An example project where Rust code prints the length of an uploaded file.
Run python3 -m http.server (or equivalent: https://gist.github.com/willurd/5720255), then access http://[::]:8000/
Writing a "pdf file object parser". Starting with parsing individual objects. There are 8 types of objects:
- Boolean Objects
- Numeric Objects
- String Objects
- Name Objects
- Array Objects
- Dictionary Objects
- Stream Objects
- Null Object
We will also need to parse
- Indirect Object definitions (12 0 obj)
- Indirect object references (12 0 R),
- File structure: Header, body, cross-reference table, trailer.

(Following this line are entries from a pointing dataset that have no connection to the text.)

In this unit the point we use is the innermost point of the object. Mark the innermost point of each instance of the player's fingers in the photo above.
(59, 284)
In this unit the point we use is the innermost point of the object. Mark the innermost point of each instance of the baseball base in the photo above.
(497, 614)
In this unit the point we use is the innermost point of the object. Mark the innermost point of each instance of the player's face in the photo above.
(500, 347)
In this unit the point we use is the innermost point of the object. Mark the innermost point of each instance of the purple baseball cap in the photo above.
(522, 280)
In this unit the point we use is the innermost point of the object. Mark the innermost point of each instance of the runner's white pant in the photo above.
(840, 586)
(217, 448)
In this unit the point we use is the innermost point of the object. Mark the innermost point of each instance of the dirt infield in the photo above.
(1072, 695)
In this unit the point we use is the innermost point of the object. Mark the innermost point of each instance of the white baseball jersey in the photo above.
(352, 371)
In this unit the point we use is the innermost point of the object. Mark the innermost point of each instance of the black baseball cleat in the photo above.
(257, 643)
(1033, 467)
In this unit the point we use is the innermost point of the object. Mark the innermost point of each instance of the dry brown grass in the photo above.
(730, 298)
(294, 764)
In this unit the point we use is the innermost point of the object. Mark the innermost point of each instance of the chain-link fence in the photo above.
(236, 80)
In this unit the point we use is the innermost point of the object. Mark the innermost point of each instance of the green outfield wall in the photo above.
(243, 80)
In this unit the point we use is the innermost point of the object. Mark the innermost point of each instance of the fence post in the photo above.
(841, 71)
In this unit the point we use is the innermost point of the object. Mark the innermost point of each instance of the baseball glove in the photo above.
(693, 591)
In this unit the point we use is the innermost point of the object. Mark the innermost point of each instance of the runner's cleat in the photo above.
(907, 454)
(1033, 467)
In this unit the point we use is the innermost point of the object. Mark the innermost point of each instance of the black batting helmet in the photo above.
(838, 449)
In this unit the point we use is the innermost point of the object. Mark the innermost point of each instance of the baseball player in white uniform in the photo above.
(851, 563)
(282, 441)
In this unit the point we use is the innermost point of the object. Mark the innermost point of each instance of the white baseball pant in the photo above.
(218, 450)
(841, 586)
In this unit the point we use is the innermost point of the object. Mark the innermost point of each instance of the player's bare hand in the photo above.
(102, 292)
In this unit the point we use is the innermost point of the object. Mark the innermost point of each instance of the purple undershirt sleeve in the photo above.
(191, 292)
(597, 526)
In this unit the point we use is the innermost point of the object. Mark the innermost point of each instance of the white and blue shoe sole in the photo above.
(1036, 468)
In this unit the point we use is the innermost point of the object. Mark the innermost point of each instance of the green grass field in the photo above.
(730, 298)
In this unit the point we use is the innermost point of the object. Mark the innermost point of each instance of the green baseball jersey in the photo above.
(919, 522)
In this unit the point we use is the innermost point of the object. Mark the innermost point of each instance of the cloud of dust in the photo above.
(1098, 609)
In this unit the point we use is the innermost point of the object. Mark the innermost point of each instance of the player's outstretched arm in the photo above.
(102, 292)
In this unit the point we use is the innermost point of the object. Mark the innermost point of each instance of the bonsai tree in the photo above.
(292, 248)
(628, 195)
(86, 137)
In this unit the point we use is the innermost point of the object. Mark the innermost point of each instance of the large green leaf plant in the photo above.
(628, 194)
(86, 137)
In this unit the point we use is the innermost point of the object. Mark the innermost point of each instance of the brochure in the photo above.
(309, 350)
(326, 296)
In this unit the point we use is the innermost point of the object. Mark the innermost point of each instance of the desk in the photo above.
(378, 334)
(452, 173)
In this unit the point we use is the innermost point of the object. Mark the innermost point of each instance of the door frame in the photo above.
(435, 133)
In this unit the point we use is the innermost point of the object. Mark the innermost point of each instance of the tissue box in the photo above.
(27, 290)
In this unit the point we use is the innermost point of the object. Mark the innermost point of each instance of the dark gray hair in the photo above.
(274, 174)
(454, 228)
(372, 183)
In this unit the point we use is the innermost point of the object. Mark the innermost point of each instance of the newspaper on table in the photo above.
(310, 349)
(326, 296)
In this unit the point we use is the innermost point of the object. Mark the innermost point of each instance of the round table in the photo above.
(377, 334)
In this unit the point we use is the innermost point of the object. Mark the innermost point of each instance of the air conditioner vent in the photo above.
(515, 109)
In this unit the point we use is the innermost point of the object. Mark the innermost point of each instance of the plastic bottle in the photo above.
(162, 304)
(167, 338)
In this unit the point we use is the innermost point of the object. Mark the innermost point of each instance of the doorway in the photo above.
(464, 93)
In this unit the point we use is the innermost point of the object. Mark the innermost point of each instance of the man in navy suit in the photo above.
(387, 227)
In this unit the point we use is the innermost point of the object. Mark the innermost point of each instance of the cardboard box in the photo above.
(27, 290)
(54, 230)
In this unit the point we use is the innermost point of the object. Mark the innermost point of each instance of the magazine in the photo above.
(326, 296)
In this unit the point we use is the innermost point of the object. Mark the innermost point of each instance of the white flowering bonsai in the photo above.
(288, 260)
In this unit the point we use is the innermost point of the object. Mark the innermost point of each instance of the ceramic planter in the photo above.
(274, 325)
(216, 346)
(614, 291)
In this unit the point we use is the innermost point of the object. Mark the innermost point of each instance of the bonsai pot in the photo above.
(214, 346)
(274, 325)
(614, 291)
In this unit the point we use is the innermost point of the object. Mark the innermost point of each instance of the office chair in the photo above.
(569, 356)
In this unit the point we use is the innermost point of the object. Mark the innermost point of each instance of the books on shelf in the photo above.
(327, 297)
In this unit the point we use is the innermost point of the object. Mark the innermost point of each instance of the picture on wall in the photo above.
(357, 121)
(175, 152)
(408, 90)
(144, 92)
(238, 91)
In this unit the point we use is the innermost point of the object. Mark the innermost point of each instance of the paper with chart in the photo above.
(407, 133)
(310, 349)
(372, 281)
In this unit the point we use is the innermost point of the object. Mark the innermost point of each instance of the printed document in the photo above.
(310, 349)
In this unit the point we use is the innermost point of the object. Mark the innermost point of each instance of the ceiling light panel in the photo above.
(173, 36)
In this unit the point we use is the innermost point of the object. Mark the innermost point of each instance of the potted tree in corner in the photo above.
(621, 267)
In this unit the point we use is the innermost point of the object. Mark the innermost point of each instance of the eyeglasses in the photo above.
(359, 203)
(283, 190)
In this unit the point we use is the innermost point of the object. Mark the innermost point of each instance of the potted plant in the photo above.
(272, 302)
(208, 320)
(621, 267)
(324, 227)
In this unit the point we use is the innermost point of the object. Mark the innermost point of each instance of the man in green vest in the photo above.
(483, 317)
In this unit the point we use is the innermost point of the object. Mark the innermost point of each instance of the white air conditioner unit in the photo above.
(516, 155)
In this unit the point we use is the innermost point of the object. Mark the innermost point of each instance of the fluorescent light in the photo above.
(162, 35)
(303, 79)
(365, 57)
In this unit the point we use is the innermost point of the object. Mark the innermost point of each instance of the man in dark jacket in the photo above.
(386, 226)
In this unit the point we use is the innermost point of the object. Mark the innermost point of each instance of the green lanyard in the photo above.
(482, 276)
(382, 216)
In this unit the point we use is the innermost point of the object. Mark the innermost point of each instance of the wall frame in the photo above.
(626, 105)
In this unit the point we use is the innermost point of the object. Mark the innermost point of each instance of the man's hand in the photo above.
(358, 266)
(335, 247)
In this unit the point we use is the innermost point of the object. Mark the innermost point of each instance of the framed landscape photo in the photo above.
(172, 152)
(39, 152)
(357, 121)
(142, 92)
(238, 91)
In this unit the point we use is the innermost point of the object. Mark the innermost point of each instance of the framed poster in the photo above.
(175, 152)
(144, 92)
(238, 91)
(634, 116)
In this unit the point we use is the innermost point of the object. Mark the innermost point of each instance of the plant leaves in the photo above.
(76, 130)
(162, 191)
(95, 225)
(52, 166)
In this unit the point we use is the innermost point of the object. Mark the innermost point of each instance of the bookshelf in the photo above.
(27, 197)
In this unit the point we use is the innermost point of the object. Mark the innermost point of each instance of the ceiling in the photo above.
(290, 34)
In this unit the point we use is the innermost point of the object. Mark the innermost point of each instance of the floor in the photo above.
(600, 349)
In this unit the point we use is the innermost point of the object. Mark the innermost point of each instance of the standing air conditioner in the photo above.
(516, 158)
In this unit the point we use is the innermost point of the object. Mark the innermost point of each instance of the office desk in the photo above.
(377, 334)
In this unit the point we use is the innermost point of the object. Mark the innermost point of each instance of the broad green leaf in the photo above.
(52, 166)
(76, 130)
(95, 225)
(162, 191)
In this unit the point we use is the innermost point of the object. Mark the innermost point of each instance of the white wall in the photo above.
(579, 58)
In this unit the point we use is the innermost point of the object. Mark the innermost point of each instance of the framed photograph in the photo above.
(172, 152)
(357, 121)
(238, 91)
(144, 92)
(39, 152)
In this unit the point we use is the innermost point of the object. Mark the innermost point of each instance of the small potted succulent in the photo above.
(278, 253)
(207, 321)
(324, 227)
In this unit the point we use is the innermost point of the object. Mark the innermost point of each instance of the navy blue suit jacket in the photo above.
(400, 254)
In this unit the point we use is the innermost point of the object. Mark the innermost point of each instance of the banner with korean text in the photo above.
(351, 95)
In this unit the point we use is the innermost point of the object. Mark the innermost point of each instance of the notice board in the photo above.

It can now round-trip (objects, not yet an entire PDF file) via JSON. That is, if you dump to JSON and read back, you will get the exact same bytes.
- This is not as big a deal as it sounds, because we could in principle dump the sequence of bytes into JSON as an array of numbers. However, here we're doing slightly more than that.
Assumes the input is valid, e.g. does not check in dict for unique keys, does not check for stream length, etc.
Out of 19560 PDF files I have, this works correctly for 8724 of them.
As of 2022-04-30 (970471e): Works for 19262 out of 19560 files. So fails for 298 (not all of which are actually PDF files).
As of 2022-05-01 (child of 970471e): Works for 19430 out of 19562 files. So fails for 132 files.
As of 2022-05-01 (after deleting some dupes): Works for 19382 out of 19493 files. So fails for 111 files.
As of 2022-05-01 11:52: Works for 19420 out of 19493 files. So fails for 73 files.
As of 2022-05-01 14:20 (e54b45e): Works for 19426 out of 19492 files. So "fails" for 66 files. Looked at each of them. They are all malformed in some way or the other.